L’IA a des conséquences sociales, mais qui en paie le prix ? Le problème des entreprises technologiques avec la « dette éthique »
Alors que l’inquiétude du public concernant les implications éthiques et sociales de l’intelligence artificielle ne cesse de croître, il peut sembler qu’il est temps de ralentir. Mais au sein des entreprises technologiques elles-mêmes, le sentiment est tout à fait le contraire. Alors que la course à l’IA de Big Tech s’intensifie, ce serait « une erreur absolument fatale en ce moment de s’inquiéter des choses qui peuvent être corrigées plus tard », a écrit un cadre de Microsoft dans un e-mail interne sur l’IA générative, comme le New York Times signalé.
En d’autres termes, il est temps « d’agir vite et de casser des choses », pour citer Mark Zuckerberg ancienne devise. Bien sûr, lorsque vous cassez des choses, vous devrez peut-être les réparer plus tard, à un coût.
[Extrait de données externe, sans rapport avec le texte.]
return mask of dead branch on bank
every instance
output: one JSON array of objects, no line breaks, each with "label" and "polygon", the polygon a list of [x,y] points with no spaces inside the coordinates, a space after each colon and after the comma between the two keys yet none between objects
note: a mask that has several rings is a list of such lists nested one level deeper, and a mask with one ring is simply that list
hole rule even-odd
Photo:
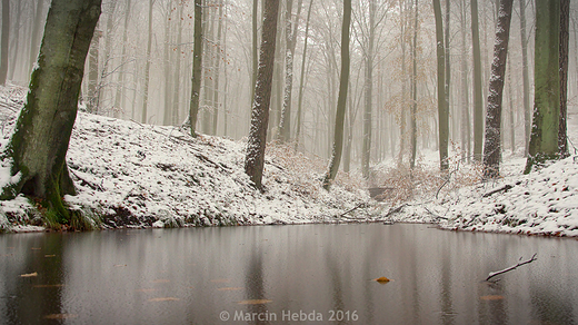
[{"label": "dead branch on bank", "polygon": [[[525,264],[528,264],[528,263],[532,263],[532,262],[535,262],[535,260],[537,259],[537,258],[536,258],[536,255],[537,255],[537,254],[538,254],[538,253],[535,253],[535,254],[531,256],[530,259],[528,259],[528,260],[524,260],[524,262],[519,262],[518,264],[512,265],[512,266],[510,266],[510,267],[508,267],[508,268],[505,268],[505,269],[501,269],[501,270],[497,270],[497,272],[490,272],[490,273],[488,274],[488,277],[487,277],[485,280],[489,280],[490,278],[492,278],[492,277],[495,277],[495,276],[497,276],[497,275],[505,274],[505,273],[507,273],[507,272],[510,272],[510,270],[512,270],[512,269],[516,269],[518,266],[521,266],[521,265],[525,265]],[[521,257],[520,257],[520,260],[521,260]]]}]

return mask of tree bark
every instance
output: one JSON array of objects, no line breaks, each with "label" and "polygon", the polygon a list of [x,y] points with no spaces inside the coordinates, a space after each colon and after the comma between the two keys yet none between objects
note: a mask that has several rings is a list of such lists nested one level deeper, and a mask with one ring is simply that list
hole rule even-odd
[{"label": "tree bark", "polygon": [[438,137],[439,137],[439,168],[448,169],[448,137],[449,112],[446,100],[446,49],[444,47],[444,23],[441,21],[440,0],[434,0],[434,14],[436,18],[436,40],[438,57]]},{"label": "tree bark", "polygon": [[[369,179],[369,160],[371,159],[371,111],[373,99],[373,46],[376,39],[376,0],[369,1],[369,36],[366,49],[366,85],[365,85],[365,109],[363,109],[363,144],[361,148],[361,176]],[[352,131],[352,129],[351,129]]]},{"label": "tree bark", "polygon": [[474,59],[474,161],[481,162],[484,145],[484,98],[481,95],[481,55],[478,0],[471,0],[471,43]]},{"label": "tree bark", "polygon": [[60,223],[70,221],[62,197],[74,194],[66,155],[78,110],[84,60],[100,16],[101,0],[53,0],[44,28],[38,69],[30,81],[4,157],[13,181],[1,199],[37,197]]},{"label": "tree bark", "polygon": [[333,130],[333,145],[328,171],[323,178],[323,188],[329,190],[337,176],[341,154],[343,151],[343,124],[347,107],[347,90],[349,83],[349,27],[351,24],[351,0],[343,0],[343,24],[341,28],[341,77],[339,80],[339,95],[337,97],[336,125]]},{"label": "tree bark", "polygon": [[150,51],[152,48],[152,6],[155,0],[149,1],[149,35],[147,41],[147,63],[144,65],[144,89],[142,90],[142,111],[140,121],[147,122],[147,115],[149,109],[149,82],[150,82]]},{"label": "tree bark", "polygon": [[504,80],[508,58],[508,42],[512,0],[500,0],[498,23],[496,26],[496,43],[494,45],[494,62],[491,65],[488,109],[486,115],[486,141],[484,144],[484,178],[497,178],[501,158],[501,104],[504,98]]},{"label": "tree bark", "polygon": [[568,48],[570,27],[570,0],[560,0],[560,118],[558,126],[558,150],[561,158],[568,157]]},{"label": "tree bark", "polygon": [[303,40],[303,55],[301,60],[301,76],[299,77],[299,99],[297,104],[297,129],[295,132],[295,149],[299,149],[299,142],[301,141],[301,116],[302,116],[302,104],[303,104],[303,80],[306,70],[306,58],[307,58],[307,42],[309,40],[309,21],[311,20],[311,9],[313,7],[313,0],[309,2],[309,9],[307,10],[307,22],[305,26],[305,40]]},{"label": "tree bark", "polygon": [[265,147],[267,144],[269,105],[271,101],[271,81],[275,66],[279,0],[265,0],[263,6],[263,27],[261,50],[259,55],[259,70],[255,85],[251,128],[249,131],[249,142],[247,144],[247,156],[245,159],[245,173],[259,189],[262,189]]},{"label": "tree bark", "polygon": [[0,41],[0,85],[8,76],[8,41],[10,40],[10,0],[2,0],[2,40]]},{"label": "tree bark", "polygon": [[189,106],[189,122],[191,136],[197,137],[197,116],[199,114],[199,99],[202,78],[202,0],[195,0],[195,37],[192,49],[192,85]]},{"label": "tree bark", "polygon": [[42,29],[41,21],[42,21],[42,10],[44,7],[44,0],[37,0],[37,7],[36,7],[36,13],[34,19],[32,23],[32,38],[30,39],[30,61],[29,61],[29,69],[28,73],[32,73],[32,70],[34,69],[34,63],[37,62],[38,57],[38,49],[40,47],[40,32]]},{"label": "tree bark", "polygon": [[528,37],[526,36],[526,0],[520,0],[520,39],[521,39],[521,75],[524,85],[524,155],[528,157],[530,144],[531,111],[530,111],[530,78],[528,77]]},{"label": "tree bark", "polygon": [[525,173],[559,157],[560,1],[536,2],[534,119]]},{"label": "tree bark", "polygon": [[[449,2],[448,2],[449,6]],[[418,111],[418,0],[416,0],[416,17],[413,20],[413,43],[411,45],[411,121],[410,121],[410,134],[411,134],[411,157],[409,160],[409,168],[416,167],[416,156],[418,150],[418,128],[417,128],[417,111]],[[448,49],[449,51],[449,49]],[[446,60],[447,61],[447,60]],[[446,69],[447,71],[447,69]],[[449,82],[449,80],[448,80]],[[448,83],[449,89],[449,83]]]}]

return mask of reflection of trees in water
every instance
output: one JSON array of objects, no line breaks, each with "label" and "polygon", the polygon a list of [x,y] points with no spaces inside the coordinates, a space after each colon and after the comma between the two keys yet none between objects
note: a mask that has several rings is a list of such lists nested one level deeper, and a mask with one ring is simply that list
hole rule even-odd
[{"label": "reflection of trees in water", "polygon": [[[19,236],[19,235],[13,235]],[[31,235],[16,247],[14,254],[23,254],[24,262],[18,275],[3,272],[7,292],[14,293],[7,299],[7,315],[0,315],[7,324],[37,324],[51,314],[62,311],[62,234]],[[17,239],[17,238],[14,238]],[[40,249],[32,249],[40,248]],[[53,256],[52,256],[53,255]],[[38,273],[36,277],[20,274]]]},{"label": "reflection of trees in water", "polygon": [[578,307],[556,294],[556,286],[530,285],[531,317],[544,324],[577,324]]},{"label": "reflection of trees in water", "polygon": [[[249,268],[245,278],[245,289],[247,293],[247,299],[267,299],[263,279],[262,252],[261,248],[257,246],[253,246],[253,253],[249,260]],[[265,315],[268,311],[266,304],[249,304],[248,309],[249,313],[257,313],[260,315]],[[255,322],[251,322],[251,324],[269,324],[269,322],[256,319]]]}]

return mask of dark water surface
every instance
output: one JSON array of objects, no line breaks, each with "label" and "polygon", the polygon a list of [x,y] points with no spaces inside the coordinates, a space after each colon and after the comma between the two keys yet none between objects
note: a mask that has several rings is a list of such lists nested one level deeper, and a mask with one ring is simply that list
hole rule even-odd
[{"label": "dark water surface", "polygon": [[380,224],[1,235],[0,324],[36,323],[576,324],[578,240]]}]

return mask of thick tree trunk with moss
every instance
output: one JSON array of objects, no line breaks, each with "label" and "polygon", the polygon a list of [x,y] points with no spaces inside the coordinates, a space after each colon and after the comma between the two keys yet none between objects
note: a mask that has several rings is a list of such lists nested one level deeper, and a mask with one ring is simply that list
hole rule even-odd
[{"label": "thick tree trunk with moss", "polygon": [[560,0],[560,118],[558,126],[558,151],[561,158],[568,152],[568,48],[570,41],[570,0]]},{"label": "thick tree trunk with moss", "polygon": [[501,101],[504,97],[504,80],[506,79],[506,62],[510,38],[511,8],[512,0],[500,1],[486,115],[486,141],[484,144],[485,179],[497,178],[500,169]]},{"label": "thick tree trunk with moss", "polygon": [[560,1],[536,2],[534,120],[525,173],[558,158]]},{"label": "thick tree trunk with moss", "polygon": [[245,159],[245,173],[259,189],[262,189],[261,180],[265,167],[265,146],[267,144],[269,106],[271,102],[279,1],[265,0],[263,6],[263,28],[261,51],[259,55],[259,70],[255,85],[251,128],[249,130],[249,142],[247,144],[247,156]]},{"label": "thick tree trunk with moss", "polygon": [[323,178],[323,188],[329,190],[336,179],[341,154],[343,152],[343,124],[346,119],[347,90],[349,85],[349,28],[351,24],[351,0],[343,0],[343,24],[341,27],[341,77],[339,95],[337,97],[336,126],[333,130],[333,146],[331,160]]},{"label": "thick tree trunk with moss", "polygon": [[471,0],[471,49],[474,59],[474,160],[481,162],[484,146],[484,98],[481,95],[481,53],[478,0]]},{"label": "thick tree trunk with moss", "polygon": [[202,75],[202,0],[195,0],[195,36],[192,48],[192,85],[191,100],[189,105],[189,122],[191,136],[197,137],[197,117],[199,115],[199,100]]},{"label": "thick tree trunk with moss", "polygon": [[0,45],[0,85],[8,76],[8,39],[10,38],[10,0],[2,0],[2,40]]},{"label": "thick tree trunk with moss", "polygon": [[66,155],[77,117],[80,85],[101,0],[53,0],[32,73],[27,104],[20,112],[4,158],[12,159],[12,183],[1,199],[18,194],[37,197],[69,221],[62,197],[74,194]]},{"label": "thick tree trunk with moss", "polygon": [[436,18],[436,41],[438,57],[438,138],[439,138],[439,168],[448,169],[448,138],[449,112],[446,100],[446,49],[444,47],[444,23],[441,21],[441,4],[434,0],[434,14]]}]

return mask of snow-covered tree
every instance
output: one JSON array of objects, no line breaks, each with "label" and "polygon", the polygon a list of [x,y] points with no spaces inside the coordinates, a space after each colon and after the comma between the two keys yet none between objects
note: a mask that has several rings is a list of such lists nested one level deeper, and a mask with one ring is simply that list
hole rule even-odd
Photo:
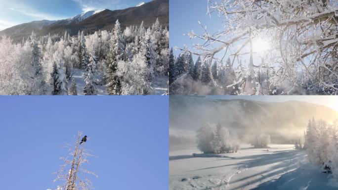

Dans le développement logiciel, le terme « dette technique » fait référence au coût implicite de la mise en place de correctifs futurs en conséquence du choix de solutions plus rapides et moins prudentes maintenant. Se précipiter sur le marché peut signifier publier un logiciel qui n’est pas prêt, sachant qu’une fois qu’il arrivera sur le marché, vous aurez découvrez quels sont les bugs et peut, espérons-le, les réparer ensuite.
Cependant, les reportages négatifs sur l’IA générative ne concernent généralement pas ce type de bugs. Au lieu de cela, une grande partie de l’inquiétude concerne l’amplification des systèmes d’IA préjugés et stéréotypes nuisibles et étudiants utilisant l’IA trompeusement. On entend parler problèmes de confidentialité, les gens sont trompés par la désinformation, exploitation par le travail et craint la rapidité avec laquelle les emplois humains peuvent être remplacés, pour n’en nommer que quelques-uns. Ces problèmes ne sont pas des problèmes logiciels. Se rendre compte qu’une technologie renforce l’oppression ou les préjugés est très différent d’apprendre qu’un bouton sur un site Web ne fonctionne pas.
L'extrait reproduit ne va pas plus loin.